The Business of Sport

Earlier this month I spoke at the Leaders in Performance conference at Chelsea Football Club in London. James Worrall and team at Leaders in Football, who run the event, brought together coaches, managers, performance directors and other sport professionals for a one day conference. There were concurrent conferences for leaders in football, and leaders in sponsorship. In all, 1000 delegates from 40 countries representing 28 different sports.

Sport has grown to be a very big business, with PriceWaterhouseCoopers estimating annual global revenues for professional sport from gate takings, sponsorships and media rights to rise 3.8% a year from US$114 billion in 2009 to US$133 billion in 2013. It’s no wonder there are conferences about how to run a better sports organization (especially as a bunch of them are up to their eyes in debt).

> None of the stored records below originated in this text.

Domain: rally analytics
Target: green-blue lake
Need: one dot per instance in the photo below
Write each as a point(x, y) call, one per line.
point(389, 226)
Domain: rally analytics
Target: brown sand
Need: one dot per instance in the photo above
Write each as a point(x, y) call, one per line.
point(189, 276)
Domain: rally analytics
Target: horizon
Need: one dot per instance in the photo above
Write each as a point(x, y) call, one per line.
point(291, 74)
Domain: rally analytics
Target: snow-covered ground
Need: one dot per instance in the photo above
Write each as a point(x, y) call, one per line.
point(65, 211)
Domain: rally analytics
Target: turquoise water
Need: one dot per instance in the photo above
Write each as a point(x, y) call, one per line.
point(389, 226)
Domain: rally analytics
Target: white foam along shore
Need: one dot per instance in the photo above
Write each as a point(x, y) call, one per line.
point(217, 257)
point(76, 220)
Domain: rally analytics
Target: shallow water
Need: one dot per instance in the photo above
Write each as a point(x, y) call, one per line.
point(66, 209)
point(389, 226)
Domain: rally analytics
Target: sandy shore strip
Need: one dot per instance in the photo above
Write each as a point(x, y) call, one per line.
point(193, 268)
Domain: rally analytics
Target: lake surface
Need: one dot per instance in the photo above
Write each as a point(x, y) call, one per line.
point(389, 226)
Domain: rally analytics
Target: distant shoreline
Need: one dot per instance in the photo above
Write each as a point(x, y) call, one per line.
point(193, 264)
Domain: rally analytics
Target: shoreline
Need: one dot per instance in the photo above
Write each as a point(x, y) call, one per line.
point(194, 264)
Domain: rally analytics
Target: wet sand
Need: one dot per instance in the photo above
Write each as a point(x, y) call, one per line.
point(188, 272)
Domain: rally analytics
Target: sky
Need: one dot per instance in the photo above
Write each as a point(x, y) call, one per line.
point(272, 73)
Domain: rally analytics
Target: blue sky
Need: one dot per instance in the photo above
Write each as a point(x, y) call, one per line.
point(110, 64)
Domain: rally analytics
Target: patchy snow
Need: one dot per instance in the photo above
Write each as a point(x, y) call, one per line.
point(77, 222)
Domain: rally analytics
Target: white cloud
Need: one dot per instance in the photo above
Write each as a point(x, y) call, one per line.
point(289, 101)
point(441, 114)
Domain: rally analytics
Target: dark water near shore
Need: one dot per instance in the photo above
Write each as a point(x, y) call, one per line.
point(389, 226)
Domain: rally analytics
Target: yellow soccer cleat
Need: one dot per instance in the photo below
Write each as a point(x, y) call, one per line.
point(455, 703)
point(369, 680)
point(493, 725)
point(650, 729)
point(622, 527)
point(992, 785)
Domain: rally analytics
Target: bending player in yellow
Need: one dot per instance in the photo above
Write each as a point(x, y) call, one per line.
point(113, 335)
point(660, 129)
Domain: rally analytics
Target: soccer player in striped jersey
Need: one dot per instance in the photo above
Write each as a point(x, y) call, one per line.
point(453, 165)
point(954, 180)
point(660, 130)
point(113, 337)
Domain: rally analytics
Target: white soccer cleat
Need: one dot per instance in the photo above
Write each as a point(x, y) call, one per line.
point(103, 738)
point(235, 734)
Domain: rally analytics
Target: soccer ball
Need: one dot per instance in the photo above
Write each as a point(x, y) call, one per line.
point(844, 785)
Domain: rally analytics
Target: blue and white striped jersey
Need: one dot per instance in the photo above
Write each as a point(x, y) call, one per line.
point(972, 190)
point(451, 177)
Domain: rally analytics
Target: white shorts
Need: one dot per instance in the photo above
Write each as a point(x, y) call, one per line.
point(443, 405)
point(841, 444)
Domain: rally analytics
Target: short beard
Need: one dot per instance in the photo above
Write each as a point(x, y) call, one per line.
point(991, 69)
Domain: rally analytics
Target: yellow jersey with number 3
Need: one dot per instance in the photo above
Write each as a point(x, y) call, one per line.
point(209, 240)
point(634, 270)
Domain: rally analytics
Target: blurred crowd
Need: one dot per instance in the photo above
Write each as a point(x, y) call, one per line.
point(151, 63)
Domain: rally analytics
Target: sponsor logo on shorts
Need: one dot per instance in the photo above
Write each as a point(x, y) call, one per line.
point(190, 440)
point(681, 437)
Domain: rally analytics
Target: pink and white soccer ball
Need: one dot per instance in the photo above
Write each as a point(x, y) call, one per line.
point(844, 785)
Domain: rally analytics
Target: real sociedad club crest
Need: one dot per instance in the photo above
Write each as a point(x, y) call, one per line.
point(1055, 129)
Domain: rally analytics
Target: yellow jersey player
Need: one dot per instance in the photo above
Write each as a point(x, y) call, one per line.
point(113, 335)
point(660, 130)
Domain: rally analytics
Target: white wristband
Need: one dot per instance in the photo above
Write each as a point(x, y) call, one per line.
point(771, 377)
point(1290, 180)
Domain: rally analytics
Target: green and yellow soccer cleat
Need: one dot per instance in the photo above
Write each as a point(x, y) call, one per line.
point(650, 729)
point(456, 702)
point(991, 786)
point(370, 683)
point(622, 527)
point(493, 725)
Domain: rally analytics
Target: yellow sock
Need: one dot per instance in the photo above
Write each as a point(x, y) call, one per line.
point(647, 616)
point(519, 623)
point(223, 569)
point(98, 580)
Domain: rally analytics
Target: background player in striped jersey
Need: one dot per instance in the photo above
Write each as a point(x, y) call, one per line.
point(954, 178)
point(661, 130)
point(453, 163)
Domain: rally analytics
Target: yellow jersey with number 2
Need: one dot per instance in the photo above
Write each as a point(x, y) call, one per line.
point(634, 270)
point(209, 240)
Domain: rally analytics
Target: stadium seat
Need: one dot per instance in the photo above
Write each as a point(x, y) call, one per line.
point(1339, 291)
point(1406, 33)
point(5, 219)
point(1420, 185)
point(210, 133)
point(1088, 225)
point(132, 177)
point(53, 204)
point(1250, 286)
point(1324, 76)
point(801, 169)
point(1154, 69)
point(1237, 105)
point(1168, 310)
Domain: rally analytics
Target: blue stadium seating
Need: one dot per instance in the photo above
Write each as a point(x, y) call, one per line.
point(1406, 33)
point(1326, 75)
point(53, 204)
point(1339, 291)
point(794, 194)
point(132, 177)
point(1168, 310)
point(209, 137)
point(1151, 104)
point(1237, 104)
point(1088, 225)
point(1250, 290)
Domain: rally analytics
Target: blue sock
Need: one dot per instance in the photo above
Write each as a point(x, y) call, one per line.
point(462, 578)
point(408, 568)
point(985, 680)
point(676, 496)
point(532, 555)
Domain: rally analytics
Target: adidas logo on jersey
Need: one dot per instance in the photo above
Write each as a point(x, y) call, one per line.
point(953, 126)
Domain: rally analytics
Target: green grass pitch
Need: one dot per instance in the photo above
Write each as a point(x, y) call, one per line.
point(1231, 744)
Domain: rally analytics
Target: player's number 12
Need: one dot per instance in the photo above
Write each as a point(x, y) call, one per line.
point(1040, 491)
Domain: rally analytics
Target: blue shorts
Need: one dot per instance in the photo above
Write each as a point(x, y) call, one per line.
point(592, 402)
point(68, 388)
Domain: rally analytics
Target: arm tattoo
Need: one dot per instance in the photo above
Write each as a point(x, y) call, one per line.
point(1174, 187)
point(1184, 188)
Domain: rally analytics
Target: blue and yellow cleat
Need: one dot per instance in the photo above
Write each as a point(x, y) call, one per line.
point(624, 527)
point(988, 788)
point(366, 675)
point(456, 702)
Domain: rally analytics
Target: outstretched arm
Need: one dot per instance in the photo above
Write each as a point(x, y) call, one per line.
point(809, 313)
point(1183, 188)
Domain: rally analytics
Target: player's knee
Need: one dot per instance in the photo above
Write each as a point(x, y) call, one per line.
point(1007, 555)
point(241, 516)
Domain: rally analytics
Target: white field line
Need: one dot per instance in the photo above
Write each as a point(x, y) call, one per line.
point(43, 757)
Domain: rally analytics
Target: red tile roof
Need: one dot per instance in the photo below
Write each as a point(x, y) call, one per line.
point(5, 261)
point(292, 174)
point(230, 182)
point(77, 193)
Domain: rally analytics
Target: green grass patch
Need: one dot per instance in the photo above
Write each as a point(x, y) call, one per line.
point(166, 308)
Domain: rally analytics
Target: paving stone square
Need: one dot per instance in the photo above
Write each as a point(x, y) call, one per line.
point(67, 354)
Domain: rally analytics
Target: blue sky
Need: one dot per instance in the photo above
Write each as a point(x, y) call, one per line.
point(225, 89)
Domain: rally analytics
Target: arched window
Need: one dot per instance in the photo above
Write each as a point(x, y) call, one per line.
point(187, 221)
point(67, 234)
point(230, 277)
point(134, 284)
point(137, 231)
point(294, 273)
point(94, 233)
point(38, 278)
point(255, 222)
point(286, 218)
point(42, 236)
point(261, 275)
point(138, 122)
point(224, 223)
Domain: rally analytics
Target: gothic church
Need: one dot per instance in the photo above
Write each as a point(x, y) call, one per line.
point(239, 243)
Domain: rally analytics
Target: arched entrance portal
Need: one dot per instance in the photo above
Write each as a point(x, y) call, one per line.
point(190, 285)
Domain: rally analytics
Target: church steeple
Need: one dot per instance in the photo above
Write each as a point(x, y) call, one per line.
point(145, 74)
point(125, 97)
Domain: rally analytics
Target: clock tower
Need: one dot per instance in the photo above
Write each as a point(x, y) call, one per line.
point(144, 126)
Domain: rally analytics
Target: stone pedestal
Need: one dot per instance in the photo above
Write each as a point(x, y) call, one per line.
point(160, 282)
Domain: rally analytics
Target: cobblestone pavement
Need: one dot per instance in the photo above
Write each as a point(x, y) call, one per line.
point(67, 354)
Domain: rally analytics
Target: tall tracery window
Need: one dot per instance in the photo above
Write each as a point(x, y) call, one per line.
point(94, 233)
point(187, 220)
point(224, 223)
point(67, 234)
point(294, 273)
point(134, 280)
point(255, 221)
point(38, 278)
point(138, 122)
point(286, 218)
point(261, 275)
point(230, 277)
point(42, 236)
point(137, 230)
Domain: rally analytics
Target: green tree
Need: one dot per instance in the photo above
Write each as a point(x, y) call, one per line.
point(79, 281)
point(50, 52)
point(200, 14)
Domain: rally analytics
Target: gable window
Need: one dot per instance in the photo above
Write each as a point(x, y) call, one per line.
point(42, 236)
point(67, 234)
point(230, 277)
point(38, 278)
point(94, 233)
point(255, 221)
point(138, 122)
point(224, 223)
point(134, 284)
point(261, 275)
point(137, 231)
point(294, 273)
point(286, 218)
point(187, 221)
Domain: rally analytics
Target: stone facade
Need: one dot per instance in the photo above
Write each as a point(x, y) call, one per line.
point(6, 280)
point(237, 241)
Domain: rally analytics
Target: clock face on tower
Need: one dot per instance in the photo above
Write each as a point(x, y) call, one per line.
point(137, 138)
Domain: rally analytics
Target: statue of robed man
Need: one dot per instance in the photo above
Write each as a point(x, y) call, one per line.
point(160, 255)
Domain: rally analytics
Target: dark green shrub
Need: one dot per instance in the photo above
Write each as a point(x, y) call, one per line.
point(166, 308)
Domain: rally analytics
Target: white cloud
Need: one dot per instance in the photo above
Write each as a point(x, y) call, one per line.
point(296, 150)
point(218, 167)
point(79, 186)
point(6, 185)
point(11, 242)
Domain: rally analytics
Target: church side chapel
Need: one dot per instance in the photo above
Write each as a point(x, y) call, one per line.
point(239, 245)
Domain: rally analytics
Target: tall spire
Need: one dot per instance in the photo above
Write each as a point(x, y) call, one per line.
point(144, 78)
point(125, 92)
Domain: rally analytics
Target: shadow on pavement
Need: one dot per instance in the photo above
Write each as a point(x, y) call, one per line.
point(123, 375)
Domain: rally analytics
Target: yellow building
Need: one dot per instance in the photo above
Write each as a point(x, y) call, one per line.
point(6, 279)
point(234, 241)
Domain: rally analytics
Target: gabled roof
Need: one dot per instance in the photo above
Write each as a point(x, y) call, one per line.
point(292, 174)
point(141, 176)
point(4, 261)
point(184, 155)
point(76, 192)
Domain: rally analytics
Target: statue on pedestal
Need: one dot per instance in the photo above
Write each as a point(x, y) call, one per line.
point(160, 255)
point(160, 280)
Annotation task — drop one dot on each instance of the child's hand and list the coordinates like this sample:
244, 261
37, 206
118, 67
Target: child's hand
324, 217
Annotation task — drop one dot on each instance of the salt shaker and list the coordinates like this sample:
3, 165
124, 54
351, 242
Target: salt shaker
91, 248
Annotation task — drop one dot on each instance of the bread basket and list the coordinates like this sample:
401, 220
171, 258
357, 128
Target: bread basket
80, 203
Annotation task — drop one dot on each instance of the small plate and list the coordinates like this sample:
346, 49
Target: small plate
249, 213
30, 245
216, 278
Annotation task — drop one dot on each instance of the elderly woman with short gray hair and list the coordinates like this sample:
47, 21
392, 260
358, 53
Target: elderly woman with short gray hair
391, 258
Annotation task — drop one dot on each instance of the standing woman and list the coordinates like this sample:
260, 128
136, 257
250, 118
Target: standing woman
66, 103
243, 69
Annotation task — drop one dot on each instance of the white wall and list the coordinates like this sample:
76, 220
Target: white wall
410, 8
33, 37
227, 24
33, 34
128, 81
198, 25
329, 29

A decade or so ago I co-authored Peak Performance: Business Lessons from the World’s Leading Sports Organizations. Five of the lessons we took from sport to business are:

  1. It all starts with Purpose and a Dream.
  2. It’s not about Team.
  3. It’s about The Last Detail.
  4. BFI’s.
  5. It’s not about Managers or Leaders.
At this year’s Leaders in Performance, I turned this idea on its head and offered some wisdom from the business arena that sport professionals could benefit from:
  1. Nail down Respect (essential at a time of debt bombs, matchfixing, ambush marketing, penalty dives, Tiger, manos de dios)
  2. Unleash the unreasonable power of creativity (ask the crazy questions “what if?” that create transformations)
  3. Inspire your own people first (give them Responsibility, Learning, Recognition, Joy)
  4. Make a real difference (the role of business is to make the world a better place).
The leaders, innovators, and executors within a sports organization are just as valuable to creating the inspiration and respect that people look to clubs like Chelsea (who have a real performance leader in Mike Forde) and the New York Yankees to provide.

As the world of professional sport continues to grow and gain more influence, it’s important for leaders to gather together, share valuable knowledge, and reaffirm their professional values. Looking around the room and seeing Johan Bruyneel, Gianluca Vialli, Arsène Wenger and many more was fun, and I even managed to talk some rugby with Brian Smith, and Martin Johnson.